Israel will receive a new and cheaper competitor in its expensive dairy market on Sunday.
Supermarket giant Supersol has launched a new brand of dairy products, Channel Two reported, which will help stimulate competition and likely lead to a lowering of prices.
"The average Israeli family spends NIS 290 ($75) a month on dairy products," Supersol's Vice President of Marketing and Trade, Uri Kilstein, said, criticizing the high dairy prices in Israel.
"When you look at Israel compared to other OECD countries, in the world of beverages and in the world of dairy, we are more expensive by 40% to 50%."
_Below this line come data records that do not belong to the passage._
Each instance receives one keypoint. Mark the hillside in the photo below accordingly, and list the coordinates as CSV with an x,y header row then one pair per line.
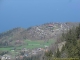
x,y
43,32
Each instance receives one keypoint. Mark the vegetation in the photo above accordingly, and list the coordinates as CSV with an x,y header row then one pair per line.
x,y
72,46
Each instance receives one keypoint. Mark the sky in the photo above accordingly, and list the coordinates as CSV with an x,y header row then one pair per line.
x,y
26,13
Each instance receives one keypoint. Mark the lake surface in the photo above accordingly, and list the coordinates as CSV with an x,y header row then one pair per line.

Supersol has already stated that its brand of dairy products, produced in farms and dairies in the Golan Heights, will be much cheaper than controlled products already on the market.
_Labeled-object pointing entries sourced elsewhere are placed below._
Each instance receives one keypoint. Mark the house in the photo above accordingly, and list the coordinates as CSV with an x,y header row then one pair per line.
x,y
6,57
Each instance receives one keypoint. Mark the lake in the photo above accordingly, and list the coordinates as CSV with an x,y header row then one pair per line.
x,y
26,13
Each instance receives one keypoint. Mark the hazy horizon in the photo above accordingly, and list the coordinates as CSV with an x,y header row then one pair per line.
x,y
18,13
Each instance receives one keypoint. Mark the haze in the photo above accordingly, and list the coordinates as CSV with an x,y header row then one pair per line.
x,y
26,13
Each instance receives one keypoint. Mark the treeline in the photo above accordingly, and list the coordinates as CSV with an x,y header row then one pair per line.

The first phase of products will include milk, chocolate milk, and cream made locally in Israel, as well as imported cheese. Chocolate, yogurt and additional cheeses are expected in the phase.
The price of Supersol's 3% milk will cost 5.3 shekels, as opposed to the regulated price of 5.9 shekels. Similarly, 1% milk will be cheaper costing 5.4 shekels compared to 6.3.
Even the yellow cheese sold in Supersol's delicatessens will be cheaper, costing 37.9 shekels, compared with the regulated 45.4 shekels – a 16% reduction in price.
Competitors should understand, the company asserted, that they are wrong if they think this new line of products and their low prices are for a limited run only.